Our meta-analysis comprehensively and systematically reviewed the current head-to-head RCTs and compared the efficacy and safety of blonanserin with risperidone for treating schizophrenia. Although our results showed that the difference in efficacy was not significant, there were some differences in adverse reactions, which were similar to the results of some previously published meta-analyses [15, 18, 19].

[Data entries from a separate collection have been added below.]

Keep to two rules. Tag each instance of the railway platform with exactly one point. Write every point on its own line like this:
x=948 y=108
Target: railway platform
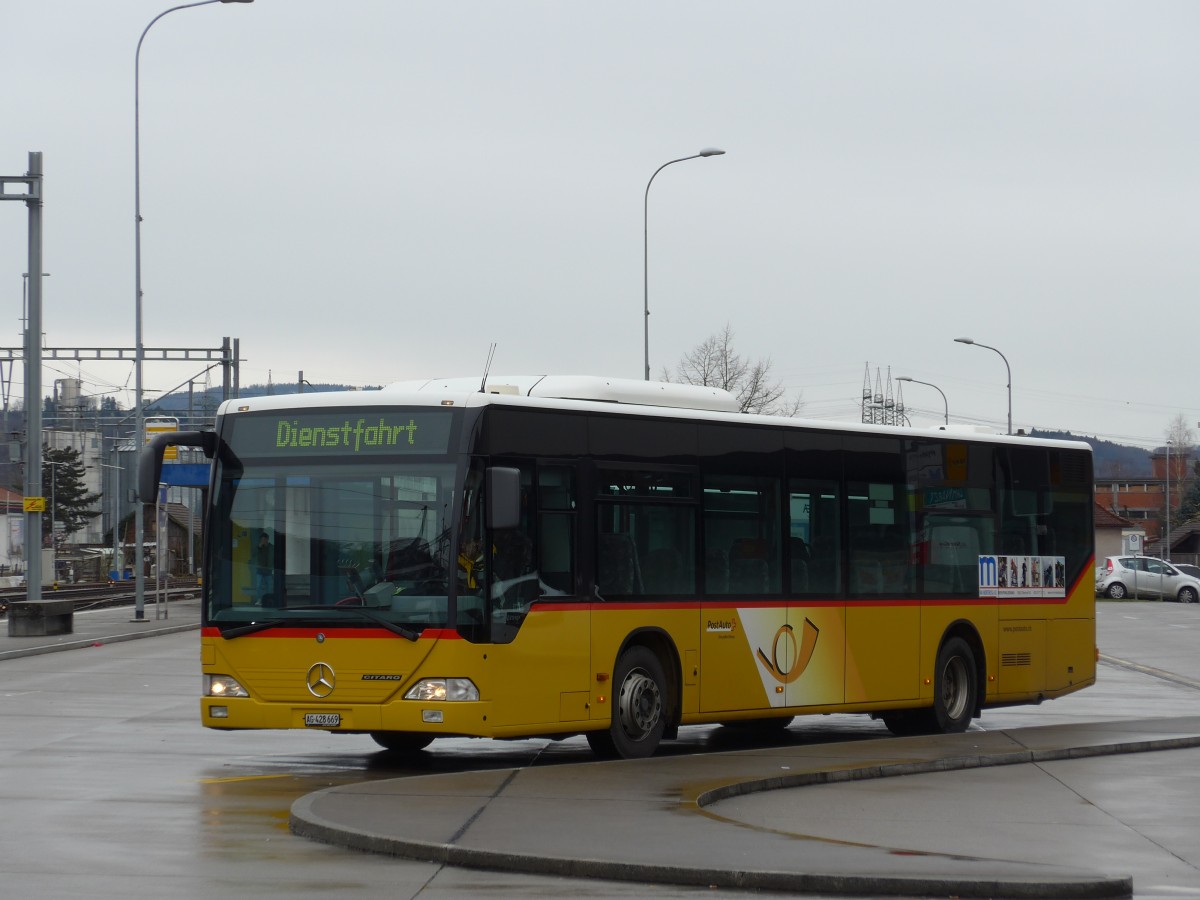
x=107 y=624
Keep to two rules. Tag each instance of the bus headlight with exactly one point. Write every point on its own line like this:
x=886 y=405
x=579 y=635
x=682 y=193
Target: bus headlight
x=223 y=687
x=448 y=689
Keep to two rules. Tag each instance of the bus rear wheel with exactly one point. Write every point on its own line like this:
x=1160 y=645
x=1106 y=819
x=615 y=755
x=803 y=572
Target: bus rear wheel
x=955 y=688
x=955 y=695
x=401 y=742
x=639 y=708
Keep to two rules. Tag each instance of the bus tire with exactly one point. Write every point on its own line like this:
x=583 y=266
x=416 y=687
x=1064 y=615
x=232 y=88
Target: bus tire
x=401 y=742
x=639 y=708
x=955 y=687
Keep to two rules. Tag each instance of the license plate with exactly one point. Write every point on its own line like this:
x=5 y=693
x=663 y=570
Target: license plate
x=322 y=720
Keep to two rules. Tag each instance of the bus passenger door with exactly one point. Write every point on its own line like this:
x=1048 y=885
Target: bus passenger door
x=539 y=630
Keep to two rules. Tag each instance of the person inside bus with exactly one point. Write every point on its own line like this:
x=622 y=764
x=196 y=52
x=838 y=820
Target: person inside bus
x=264 y=568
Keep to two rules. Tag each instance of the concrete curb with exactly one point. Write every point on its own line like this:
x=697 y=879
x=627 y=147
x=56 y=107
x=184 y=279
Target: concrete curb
x=305 y=821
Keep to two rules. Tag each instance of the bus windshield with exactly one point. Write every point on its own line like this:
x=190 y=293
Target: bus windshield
x=341 y=544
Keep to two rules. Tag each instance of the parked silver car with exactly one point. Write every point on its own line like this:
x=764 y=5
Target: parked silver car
x=1145 y=577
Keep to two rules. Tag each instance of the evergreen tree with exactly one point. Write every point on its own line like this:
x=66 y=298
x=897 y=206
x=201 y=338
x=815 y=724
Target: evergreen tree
x=1189 y=504
x=63 y=486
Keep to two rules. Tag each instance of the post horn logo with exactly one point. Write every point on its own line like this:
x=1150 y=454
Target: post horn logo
x=790 y=665
x=321 y=681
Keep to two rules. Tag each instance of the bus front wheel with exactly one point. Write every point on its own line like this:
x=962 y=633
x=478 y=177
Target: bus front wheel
x=639 y=708
x=401 y=742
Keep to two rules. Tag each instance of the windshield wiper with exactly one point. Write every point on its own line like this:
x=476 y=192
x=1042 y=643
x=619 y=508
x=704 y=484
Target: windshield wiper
x=406 y=633
x=251 y=628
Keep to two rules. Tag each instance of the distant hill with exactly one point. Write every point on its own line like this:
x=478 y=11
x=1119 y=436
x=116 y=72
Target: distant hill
x=1109 y=459
x=209 y=400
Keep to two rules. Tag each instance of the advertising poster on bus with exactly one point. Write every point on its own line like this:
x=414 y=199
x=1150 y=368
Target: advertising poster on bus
x=1019 y=577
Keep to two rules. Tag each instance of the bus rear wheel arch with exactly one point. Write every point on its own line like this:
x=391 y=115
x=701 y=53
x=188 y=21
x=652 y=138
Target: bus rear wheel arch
x=957 y=699
x=641 y=707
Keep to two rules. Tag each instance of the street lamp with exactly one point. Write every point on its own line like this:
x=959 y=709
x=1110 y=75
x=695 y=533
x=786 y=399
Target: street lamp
x=1167 y=549
x=139 y=351
x=54 y=543
x=646 y=247
x=929 y=384
x=967 y=340
x=117 y=517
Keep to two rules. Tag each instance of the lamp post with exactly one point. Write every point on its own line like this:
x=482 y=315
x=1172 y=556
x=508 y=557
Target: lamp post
x=139 y=352
x=24 y=301
x=930 y=384
x=117 y=516
x=646 y=246
x=1167 y=546
x=1007 y=367
x=54 y=543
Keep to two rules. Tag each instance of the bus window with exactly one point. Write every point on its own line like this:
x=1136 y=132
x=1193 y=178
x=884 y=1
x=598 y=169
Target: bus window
x=815 y=537
x=646 y=533
x=742 y=534
x=556 y=528
x=880 y=538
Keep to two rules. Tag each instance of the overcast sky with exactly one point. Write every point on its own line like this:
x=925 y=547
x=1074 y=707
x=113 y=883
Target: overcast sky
x=377 y=190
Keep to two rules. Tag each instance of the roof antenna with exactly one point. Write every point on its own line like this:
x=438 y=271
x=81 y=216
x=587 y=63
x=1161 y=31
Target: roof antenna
x=487 y=367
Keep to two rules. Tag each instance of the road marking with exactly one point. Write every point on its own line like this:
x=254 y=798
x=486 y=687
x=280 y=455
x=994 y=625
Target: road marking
x=239 y=778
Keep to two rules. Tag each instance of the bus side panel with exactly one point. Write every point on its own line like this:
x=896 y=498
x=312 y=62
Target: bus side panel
x=760 y=658
x=1023 y=657
x=544 y=675
x=882 y=649
x=1071 y=654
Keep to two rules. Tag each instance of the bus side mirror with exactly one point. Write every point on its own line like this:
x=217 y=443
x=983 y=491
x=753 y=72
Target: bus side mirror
x=503 y=487
x=150 y=460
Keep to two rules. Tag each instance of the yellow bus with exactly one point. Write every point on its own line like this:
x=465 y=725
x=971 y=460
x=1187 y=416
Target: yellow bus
x=553 y=556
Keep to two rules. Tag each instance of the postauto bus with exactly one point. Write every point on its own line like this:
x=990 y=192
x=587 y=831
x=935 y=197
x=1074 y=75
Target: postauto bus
x=553 y=556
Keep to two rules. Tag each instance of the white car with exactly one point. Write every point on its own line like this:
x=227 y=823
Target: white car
x=1145 y=577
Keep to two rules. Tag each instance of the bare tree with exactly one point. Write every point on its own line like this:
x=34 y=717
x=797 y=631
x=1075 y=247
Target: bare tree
x=717 y=364
x=1181 y=437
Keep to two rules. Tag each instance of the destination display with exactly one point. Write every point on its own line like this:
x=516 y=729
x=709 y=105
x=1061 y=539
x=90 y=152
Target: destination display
x=371 y=432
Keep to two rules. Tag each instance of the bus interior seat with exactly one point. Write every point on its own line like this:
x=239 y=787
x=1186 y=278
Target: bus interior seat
x=823 y=564
x=618 y=569
x=749 y=570
x=663 y=571
x=799 y=553
x=513 y=553
x=407 y=558
x=717 y=571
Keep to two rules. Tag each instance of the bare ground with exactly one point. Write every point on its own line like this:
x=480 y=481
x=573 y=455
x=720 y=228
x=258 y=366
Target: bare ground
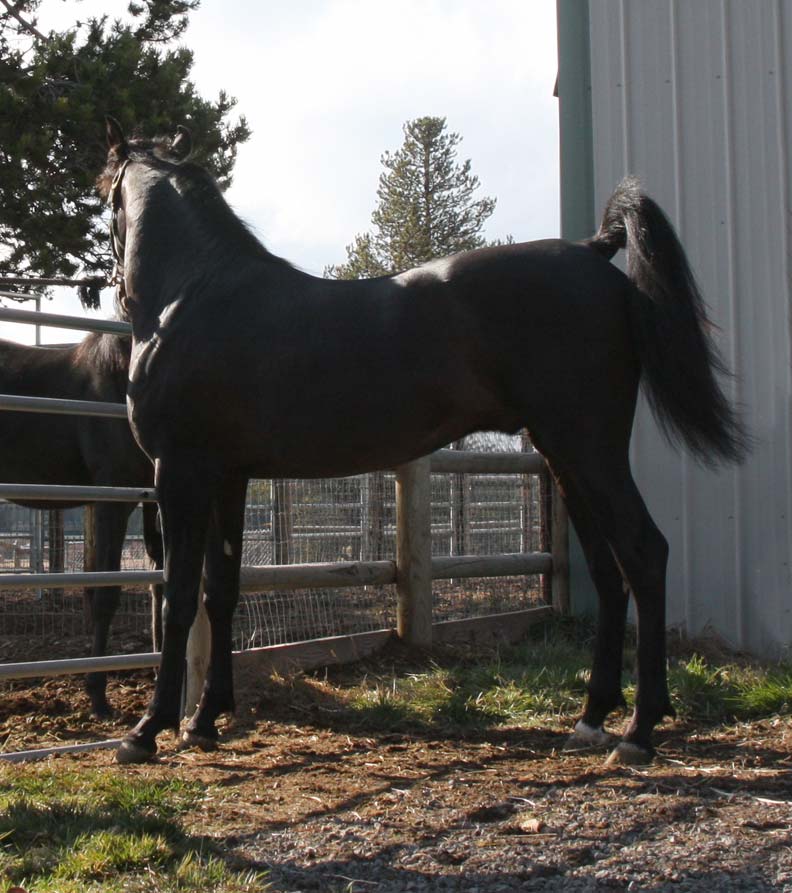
x=325 y=805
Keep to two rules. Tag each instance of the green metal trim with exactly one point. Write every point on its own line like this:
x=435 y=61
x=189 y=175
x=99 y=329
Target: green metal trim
x=576 y=139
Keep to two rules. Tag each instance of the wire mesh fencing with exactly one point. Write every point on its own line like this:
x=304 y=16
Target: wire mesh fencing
x=298 y=522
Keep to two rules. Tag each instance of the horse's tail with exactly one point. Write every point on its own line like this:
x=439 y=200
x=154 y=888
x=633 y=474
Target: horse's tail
x=679 y=360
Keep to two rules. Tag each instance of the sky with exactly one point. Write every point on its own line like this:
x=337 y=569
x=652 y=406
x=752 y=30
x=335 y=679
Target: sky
x=326 y=86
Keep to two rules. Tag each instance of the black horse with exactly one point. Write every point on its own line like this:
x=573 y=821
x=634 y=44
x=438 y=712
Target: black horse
x=83 y=451
x=243 y=366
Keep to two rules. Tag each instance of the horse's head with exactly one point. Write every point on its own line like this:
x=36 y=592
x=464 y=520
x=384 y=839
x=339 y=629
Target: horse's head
x=120 y=150
x=120 y=154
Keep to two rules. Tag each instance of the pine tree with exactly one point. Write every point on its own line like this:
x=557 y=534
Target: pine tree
x=55 y=90
x=426 y=207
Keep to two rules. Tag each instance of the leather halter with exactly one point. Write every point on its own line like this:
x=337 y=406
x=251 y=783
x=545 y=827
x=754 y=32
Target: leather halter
x=117 y=244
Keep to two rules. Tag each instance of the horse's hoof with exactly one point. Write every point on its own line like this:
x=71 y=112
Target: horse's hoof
x=586 y=737
x=132 y=752
x=202 y=742
x=629 y=754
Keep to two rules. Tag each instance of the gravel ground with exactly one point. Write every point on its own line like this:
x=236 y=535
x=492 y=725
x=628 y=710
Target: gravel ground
x=294 y=792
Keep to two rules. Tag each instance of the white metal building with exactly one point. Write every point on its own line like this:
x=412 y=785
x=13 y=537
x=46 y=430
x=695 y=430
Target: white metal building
x=695 y=97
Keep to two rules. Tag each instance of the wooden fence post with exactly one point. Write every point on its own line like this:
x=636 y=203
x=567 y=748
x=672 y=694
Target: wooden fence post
x=89 y=551
x=559 y=545
x=414 y=553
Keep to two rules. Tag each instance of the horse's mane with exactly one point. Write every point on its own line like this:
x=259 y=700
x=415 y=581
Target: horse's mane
x=200 y=189
x=109 y=353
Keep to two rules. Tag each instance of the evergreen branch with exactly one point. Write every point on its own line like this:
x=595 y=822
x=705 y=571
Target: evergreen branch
x=13 y=11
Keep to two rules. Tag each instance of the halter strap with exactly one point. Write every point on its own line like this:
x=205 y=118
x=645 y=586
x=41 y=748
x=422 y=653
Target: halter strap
x=116 y=242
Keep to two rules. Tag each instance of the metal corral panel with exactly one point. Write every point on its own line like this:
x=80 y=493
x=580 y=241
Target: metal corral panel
x=694 y=98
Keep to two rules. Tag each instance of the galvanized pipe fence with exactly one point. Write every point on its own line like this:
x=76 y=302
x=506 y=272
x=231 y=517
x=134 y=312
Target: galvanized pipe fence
x=412 y=571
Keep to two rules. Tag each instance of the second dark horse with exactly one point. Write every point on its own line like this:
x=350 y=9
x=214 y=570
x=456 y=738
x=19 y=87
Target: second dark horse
x=83 y=451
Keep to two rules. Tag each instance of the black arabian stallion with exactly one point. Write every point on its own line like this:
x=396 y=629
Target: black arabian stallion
x=37 y=448
x=243 y=366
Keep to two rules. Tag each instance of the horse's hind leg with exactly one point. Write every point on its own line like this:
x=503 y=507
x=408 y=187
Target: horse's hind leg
x=221 y=593
x=641 y=553
x=604 y=688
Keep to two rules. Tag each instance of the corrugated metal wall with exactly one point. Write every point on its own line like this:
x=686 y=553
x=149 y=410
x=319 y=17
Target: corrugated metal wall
x=694 y=97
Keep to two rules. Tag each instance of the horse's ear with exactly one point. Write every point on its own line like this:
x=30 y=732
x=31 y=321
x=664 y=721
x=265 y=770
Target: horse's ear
x=116 y=141
x=181 y=144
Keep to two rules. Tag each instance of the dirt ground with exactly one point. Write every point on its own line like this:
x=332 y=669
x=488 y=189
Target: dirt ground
x=296 y=791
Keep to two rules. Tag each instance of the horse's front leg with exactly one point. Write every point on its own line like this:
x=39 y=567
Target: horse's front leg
x=152 y=538
x=604 y=689
x=221 y=593
x=110 y=523
x=184 y=497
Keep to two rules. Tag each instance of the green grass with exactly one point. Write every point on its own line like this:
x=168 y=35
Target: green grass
x=84 y=830
x=542 y=682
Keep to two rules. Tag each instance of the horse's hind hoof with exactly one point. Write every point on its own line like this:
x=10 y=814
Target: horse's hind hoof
x=202 y=742
x=629 y=754
x=132 y=752
x=586 y=737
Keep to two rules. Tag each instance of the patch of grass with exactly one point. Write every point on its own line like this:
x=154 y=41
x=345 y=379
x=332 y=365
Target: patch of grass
x=542 y=682
x=733 y=690
x=532 y=684
x=89 y=830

For efficacy, we found that there was no statistically significant difference in PANSS total scores, positive symptoms and negative symptoms between the two groups, indicating that the efficacy of blonanserin was equivalent to that of risperidone, and both of them could effectively improve the mental symptoms of patients with schizophrenia. However, we found that compared with blonanserin, greater improvements were observed in the PANSS-General psychopathology subscale scores in the risperidone group. When we changed the effect size to SMD, we found that the effect size was very small (SMD<0.2), which is not clinically significant. In terms of safety, compared with risperidone, the incidence of serum prolactin increases and weight gain is lower in the blonanserin group, but the incidence of EPS is higher. EPS, hyperprolactinemia and weight gain are detrimental to patients’ health and can lead to adverse effects, such as endocrine disorders, disease burden increase, and poor compliance with drugs [33, 34]. Thus, we should not only consider the efficacy but also pay attention to the safety to prevent these adverse reactions. EPS is a common adverse reactions to blonanserin, but they often have a mild severity [35]. It is possible that the occurrence of EPS is related to the blood concentration of blonanserin [36]. The specific mechanism of weight gain caused by antipsychotic drugs is unclear [33]. This may be associated with decreased activity due to gene and drug-induced sedation and an increase in appetite as a result of receptors such as 5-HT2C and H1 [37,38,39].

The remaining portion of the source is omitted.